Le pape François se rend la semaine prochaine en République démocratique du Congo (RDC) et au Soudan du Sud. Ce voyage, qui nécessite un grand courage, physique et moral, manifeste sa volonté de visiter ce qu’il qualifie de « périphéries » des grands centres mondiaux du pouvoir. À vrai dire, le terme est impropre, géographiquement, pour sa première étape. La RDC est un géant de l’Afrique, par sa superficie et ses richesses naturelles. Elle est amenée à jouer un rôle important dans la lutte contre le changement climatique si elle sait préserver son immense forêt tropicale et sa biodiversité.

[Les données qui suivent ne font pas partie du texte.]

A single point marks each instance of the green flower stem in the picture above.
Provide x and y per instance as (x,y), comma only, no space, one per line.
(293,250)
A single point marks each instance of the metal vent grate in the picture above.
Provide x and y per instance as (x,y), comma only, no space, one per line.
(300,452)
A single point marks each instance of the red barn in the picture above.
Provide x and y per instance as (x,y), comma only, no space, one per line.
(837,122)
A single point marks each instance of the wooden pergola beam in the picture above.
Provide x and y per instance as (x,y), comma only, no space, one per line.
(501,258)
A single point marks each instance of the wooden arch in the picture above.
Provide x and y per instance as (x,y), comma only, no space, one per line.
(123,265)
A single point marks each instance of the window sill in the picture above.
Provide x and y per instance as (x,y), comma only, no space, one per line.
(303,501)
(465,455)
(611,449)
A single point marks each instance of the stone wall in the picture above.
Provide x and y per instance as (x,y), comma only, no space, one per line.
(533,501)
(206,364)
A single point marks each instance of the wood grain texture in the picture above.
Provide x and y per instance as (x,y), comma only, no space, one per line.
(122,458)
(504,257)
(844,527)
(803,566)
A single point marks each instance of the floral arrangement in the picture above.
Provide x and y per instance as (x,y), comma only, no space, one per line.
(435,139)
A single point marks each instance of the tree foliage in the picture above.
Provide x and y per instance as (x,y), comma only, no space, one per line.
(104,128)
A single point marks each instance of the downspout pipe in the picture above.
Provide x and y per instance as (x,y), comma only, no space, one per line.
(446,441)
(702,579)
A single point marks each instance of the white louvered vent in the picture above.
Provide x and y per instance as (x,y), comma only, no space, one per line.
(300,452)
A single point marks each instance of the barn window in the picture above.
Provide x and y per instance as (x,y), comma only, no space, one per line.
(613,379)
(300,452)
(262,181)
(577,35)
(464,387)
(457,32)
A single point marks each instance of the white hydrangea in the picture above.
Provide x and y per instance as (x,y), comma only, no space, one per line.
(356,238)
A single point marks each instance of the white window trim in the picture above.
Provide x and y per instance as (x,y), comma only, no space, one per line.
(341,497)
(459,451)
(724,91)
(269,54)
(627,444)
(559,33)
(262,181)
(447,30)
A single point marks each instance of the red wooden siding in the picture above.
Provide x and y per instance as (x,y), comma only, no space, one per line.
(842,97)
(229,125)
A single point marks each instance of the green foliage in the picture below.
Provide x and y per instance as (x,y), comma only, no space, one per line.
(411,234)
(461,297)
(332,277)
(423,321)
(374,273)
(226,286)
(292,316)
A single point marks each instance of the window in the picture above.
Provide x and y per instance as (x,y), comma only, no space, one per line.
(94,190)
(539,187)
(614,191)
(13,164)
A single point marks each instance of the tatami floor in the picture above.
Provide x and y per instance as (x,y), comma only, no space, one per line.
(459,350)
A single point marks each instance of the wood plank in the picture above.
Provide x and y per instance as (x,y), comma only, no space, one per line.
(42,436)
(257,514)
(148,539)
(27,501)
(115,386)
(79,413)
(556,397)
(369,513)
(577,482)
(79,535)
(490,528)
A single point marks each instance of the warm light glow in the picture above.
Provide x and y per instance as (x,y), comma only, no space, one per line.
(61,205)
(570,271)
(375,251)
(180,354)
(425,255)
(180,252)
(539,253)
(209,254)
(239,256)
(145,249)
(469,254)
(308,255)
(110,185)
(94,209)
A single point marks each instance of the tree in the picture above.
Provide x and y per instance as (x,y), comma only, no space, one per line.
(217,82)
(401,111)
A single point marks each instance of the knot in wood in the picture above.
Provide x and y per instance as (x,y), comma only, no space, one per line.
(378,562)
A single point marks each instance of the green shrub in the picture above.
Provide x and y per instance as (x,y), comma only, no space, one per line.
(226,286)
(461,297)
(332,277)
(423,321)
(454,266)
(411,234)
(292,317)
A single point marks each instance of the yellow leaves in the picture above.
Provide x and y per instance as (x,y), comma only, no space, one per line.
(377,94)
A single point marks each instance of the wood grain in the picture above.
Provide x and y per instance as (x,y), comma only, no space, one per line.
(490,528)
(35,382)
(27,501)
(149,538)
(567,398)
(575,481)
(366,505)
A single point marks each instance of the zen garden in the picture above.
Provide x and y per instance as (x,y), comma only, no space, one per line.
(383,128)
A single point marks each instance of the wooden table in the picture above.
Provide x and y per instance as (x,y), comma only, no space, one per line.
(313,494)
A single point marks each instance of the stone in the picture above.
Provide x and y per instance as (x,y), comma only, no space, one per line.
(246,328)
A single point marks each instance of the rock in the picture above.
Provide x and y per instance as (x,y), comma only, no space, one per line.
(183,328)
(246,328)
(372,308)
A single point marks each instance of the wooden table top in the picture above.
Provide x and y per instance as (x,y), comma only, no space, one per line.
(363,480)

Mais le pays est un des plus pauvres du monde. L’État est faible, et l’est du territoire est déchiré depuis bientôt trente ans par la violence qui sévit dans les provinces proches de l’Ouganda, du Rwanda et du Burundi. Le pape devait se rendre dans cette région, à Goma, en juillet 2022, dans une première version de ce déplacement annulé pour raisons de santé. Finalement, il ira uniquement à Kinshasa, la capitale, avant de s’envoler pour le Soudan du Sud.

L’est de la RDC, qu’il ne verra donc pas, demeure une des régions les plus instables du monde. La richesse du sous-sol y entretient une insécurité permanente. La fièvre de l’or, du coltan et d’autres métaux rares exacerbe les rivalités ethniques et la corruption. Elle attire des prédateurs qui détournent du pays l’exploitation des ressources. Elle excite la convoitise de l’Ouganda et du Rwanda, deux États militarisés et dirigés par des hommes forts au pouvoir depuis plusieurs décennies, Yoweri Museveni et Paul Kagame. Le drame de cette région a d’ailleurs débuté lors du génocide des Tutsis et Hutus modérés du Rwanda, en 1994. Une offensive victorieuse menée par Paul Kagame mit fin à la tragédie mais provoqua la fuite en RDC de 1,5 million de Hutus, avec parmi eux des responsables de l’appareil génocidaire.

Depuis, la guerre civile rwandaise s’est déplacée chez son voisin. L’Ouganda et le Rwanda ont participé à deux guerres en RDC qui ont fait des centaines de milliers de morts et ils continuent d’y intervenir. Différents massacres ces dernières semaines ont encore provoqué la fuite de dizaines de milliers de personnes. Selon un rapport publié en 2021 par l’Église catholique congolaise, il y a au moins 3 millions de personnes déplacées dans l’est du pays. Cent vingt groupes armés y seraient actifs. Les tensions ont conduit à l’envoi d’une force est-africaine comptant plusieurs milliers de soldats du Kenya et du Burundi, mais les populations locales la rejettent.

Il faudrait un État fort et légitime pour rétablir la sécurité. Or le gouvernement de Kinshasa est lointain, et le président Félix Tshisekedi, distancé lors de l’élection du 30 décembre 2018, n’a accédé au pouvoir qu’après un tour de passe-passe avec son prédécesseur Joseph Kabila. La stabilisation du pays, où l’ONU entretient sa plus longue et plus importante mission de casques bleus, sera longue et difficile. L’appui des États-Unis, des Européens et des organisations financières internationales maintient l’administration et l’armée dans un état de survie. Le régime peut aussi compter sur d’autres soutiens moins regardants, notamment la Chine. C’est surtout la société civile, avec l’exemple phare du médecin gynécologue Denis Mukwege, Prix Nobel de la paix 2018, qui joue le rôle d’aiguillon en faveur de la démocratie et des libertés. Les réseaux liés à l’Église catholique jouent également un rôle actif. La visite du pape François leur apportera force et persévérance.